Leslie Ciborowski
President Of TrainSmart, Inc.
To fully appreciate the role that a storyboard plays in creating an eLearning module, you just have to think back to the last time you attempted to put together a piece of furniture from IKEA. As you opened the box, there’s a good chance that you held your breath, hoping beyond hope that the hundreds of furniture parts that lay before you were the right ones.
Based on the instructions you sorted the nuts, bolts and screws and the various odd-shaped building material parts. Sometimes wondering if you were matching the pieces correctly. Misidentifying one nut or bolt could create hours of extra work.
And so it is with a storyboard. Just as the Ikea instructions provide a blueprint for the Do-It-Yourselfer, a storyboard is a blueprint used by clients, designers, and developers.
Storyboards have been around since the 1930s when an animator at Walt Disney got the idea of creating scenes in sequence on separate pieces of paper and pinning them to a bulletin board. Today, the term is used to describe any of a variety of approaches that provides clients, designers, and developers with the necessary information to transform concepts and copy into a workable eLearning module.
For clients, the storyboard can serve as a final check to make sure that all the key information required is included in the training. Discovering an omission or error in the storyboard phase of a project can save tens of thousands of dollars.
The format of the storyboard is not as important as making sure everyone concerned can easily visualize what the finished product will look like. Regardless of the storyboard used, there are key elements that need to be included:
The Text: Either as a script for a narrator to read (called a voiceover) or captions that appear on the screen for the learner to read.
Media: Sometimes this is a drawing, clip art, or other visual elements to provide the production team with direction of what to create. Sometimes it’s a description of what kind of visual is required. The descriptions are usually quite detailed.
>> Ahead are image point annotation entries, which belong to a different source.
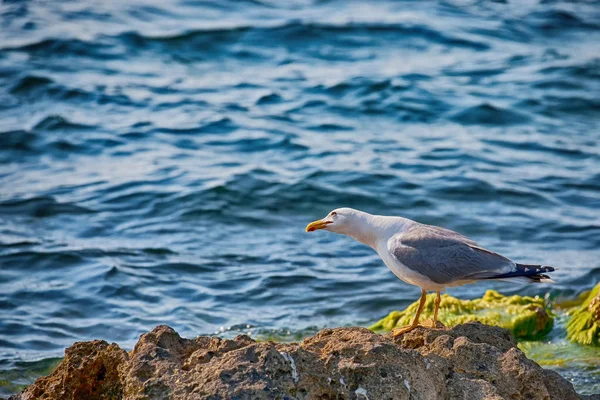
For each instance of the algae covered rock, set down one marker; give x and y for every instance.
(526, 317)
(584, 321)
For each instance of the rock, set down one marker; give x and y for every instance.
(526, 317)
(470, 361)
(583, 326)
(88, 371)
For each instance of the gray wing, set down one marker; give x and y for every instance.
(445, 256)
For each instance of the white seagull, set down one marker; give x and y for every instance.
(427, 256)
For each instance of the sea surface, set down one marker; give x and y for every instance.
(159, 160)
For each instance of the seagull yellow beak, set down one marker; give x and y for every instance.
(319, 224)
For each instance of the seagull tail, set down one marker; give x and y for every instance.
(529, 273)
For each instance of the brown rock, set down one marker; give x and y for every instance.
(471, 361)
(88, 371)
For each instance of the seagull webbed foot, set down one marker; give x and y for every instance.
(401, 331)
(430, 324)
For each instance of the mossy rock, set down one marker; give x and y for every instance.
(526, 317)
(583, 326)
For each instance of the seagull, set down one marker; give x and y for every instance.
(427, 256)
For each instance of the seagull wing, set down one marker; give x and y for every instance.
(445, 256)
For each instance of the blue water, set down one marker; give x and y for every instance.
(160, 160)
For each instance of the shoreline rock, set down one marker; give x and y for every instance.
(469, 361)
(528, 318)
(583, 326)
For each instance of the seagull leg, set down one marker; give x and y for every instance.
(437, 307)
(433, 323)
(400, 331)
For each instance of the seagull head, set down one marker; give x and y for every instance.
(339, 220)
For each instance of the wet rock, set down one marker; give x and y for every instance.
(88, 371)
(470, 361)
(526, 317)
(583, 326)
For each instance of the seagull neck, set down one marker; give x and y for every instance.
(365, 230)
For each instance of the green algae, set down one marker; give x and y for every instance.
(583, 326)
(24, 373)
(526, 317)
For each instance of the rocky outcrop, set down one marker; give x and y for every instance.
(528, 318)
(470, 361)
(583, 326)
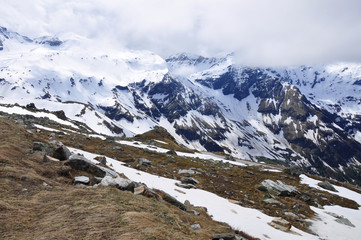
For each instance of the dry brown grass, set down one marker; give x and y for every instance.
(31, 210)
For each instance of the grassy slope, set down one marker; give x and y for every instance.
(31, 210)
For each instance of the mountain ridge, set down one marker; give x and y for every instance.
(208, 104)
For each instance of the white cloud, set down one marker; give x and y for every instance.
(261, 32)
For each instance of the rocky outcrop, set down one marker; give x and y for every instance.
(81, 180)
(224, 236)
(147, 192)
(189, 180)
(327, 185)
(279, 188)
(118, 182)
(281, 224)
(171, 200)
(81, 163)
(62, 153)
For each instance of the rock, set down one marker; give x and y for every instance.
(281, 224)
(305, 198)
(101, 159)
(64, 171)
(187, 186)
(109, 172)
(144, 162)
(293, 170)
(345, 221)
(60, 114)
(327, 185)
(47, 158)
(279, 188)
(290, 214)
(81, 163)
(196, 226)
(97, 180)
(195, 212)
(189, 180)
(187, 203)
(38, 146)
(272, 201)
(171, 200)
(147, 192)
(224, 236)
(81, 179)
(62, 153)
(185, 171)
(120, 183)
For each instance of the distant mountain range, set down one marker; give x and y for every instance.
(309, 116)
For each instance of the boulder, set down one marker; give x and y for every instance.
(144, 162)
(62, 153)
(327, 185)
(279, 188)
(81, 179)
(108, 171)
(147, 192)
(292, 215)
(187, 186)
(47, 158)
(171, 200)
(345, 221)
(185, 171)
(118, 182)
(38, 146)
(101, 159)
(81, 163)
(224, 236)
(272, 201)
(281, 224)
(189, 180)
(293, 170)
(196, 226)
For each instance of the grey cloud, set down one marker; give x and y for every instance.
(260, 32)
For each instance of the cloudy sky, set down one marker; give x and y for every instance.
(260, 32)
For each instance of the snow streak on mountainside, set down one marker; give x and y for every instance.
(308, 116)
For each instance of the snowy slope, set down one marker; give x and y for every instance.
(250, 220)
(306, 116)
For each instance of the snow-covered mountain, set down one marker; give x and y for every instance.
(308, 116)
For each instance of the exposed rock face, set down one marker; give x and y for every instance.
(187, 186)
(81, 163)
(327, 185)
(121, 183)
(196, 226)
(281, 224)
(47, 158)
(189, 180)
(345, 221)
(81, 180)
(279, 188)
(224, 236)
(171, 200)
(62, 153)
(147, 192)
(38, 146)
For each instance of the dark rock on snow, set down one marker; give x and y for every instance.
(81, 180)
(327, 185)
(224, 236)
(62, 153)
(279, 188)
(81, 163)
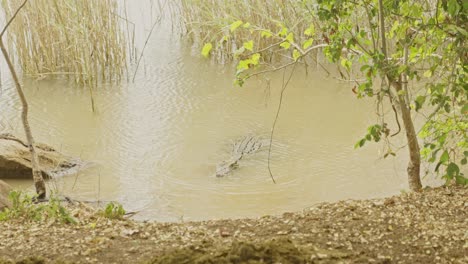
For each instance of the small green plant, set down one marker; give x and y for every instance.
(24, 207)
(113, 211)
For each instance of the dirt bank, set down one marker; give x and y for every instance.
(427, 227)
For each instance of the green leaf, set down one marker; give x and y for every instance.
(428, 74)
(243, 64)
(360, 143)
(464, 110)
(453, 170)
(235, 25)
(444, 157)
(453, 7)
(419, 102)
(346, 63)
(285, 45)
(248, 45)
(283, 32)
(461, 180)
(310, 31)
(296, 54)
(290, 37)
(266, 34)
(308, 43)
(255, 58)
(206, 49)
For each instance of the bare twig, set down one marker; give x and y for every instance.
(36, 172)
(283, 89)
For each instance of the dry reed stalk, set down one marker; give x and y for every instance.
(83, 40)
(207, 20)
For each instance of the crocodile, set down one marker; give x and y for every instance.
(245, 146)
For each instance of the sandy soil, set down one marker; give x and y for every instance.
(426, 227)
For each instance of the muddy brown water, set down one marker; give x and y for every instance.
(154, 144)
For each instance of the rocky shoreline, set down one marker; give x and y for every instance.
(426, 227)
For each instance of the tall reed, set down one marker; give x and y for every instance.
(83, 40)
(207, 20)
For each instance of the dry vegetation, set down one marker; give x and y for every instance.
(84, 40)
(210, 20)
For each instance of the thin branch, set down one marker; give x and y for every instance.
(146, 42)
(283, 89)
(13, 18)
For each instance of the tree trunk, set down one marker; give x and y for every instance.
(37, 175)
(414, 164)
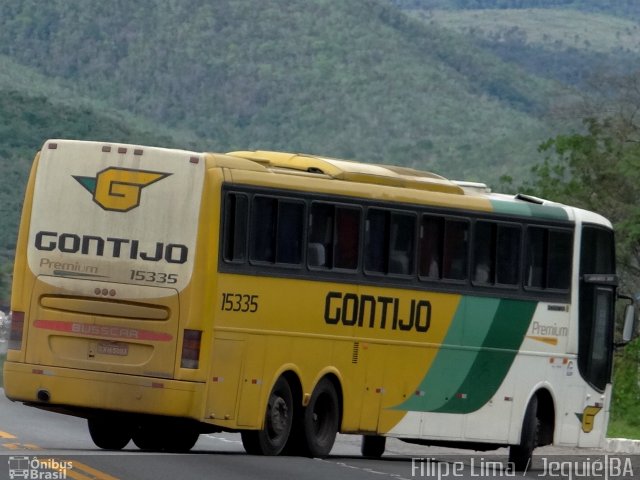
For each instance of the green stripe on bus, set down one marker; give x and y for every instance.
(463, 378)
(529, 210)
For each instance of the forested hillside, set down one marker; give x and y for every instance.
(349, 79)
(364, 80)
(622, 8)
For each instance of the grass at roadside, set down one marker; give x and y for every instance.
(625, 405)
(625, 408)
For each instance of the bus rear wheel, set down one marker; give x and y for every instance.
(321, 419)
(272, 439)
(109, 433)
(520, 455)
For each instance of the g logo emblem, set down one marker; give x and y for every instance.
(119, 189)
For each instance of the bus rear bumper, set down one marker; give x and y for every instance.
(79, 390)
For instance, if you want to depict a woman shopping, the instruction to the illustrator might include: her age and what kind of outfit she is wearing (a dress vs. jeans, dressed up or casual).
Navigation and interaction instructions: The storyboard needs to include how learners get from one page to another and what needs to happen if a branching scenario is used.
After the storyboard is completed and approved, it will be used by a variety of resources to create assets. Graphic Designers will look at it to create the visuals. Sometimes voice-over talent is used to create an audio track. Also, many eLearning modules contain short videos in various segments.
It’s only after all those assets are created that the storyboard goes to the team responsible for assembling it—the edevelopers. If these assets are not labeled correctly, it can sink the entire project (Think about that piece of furniture from Ikea).
That’s why naming conventions are so critical in eLearning. Mislabel a graphic or audio file and all sorts of havoc can occur. With a naming convention, it allows you to check and double check that you are sending the developer all the right pieces and that they will be incorporated exactly where they need to be.
What’s the best advice you got when you were first developing storyboards?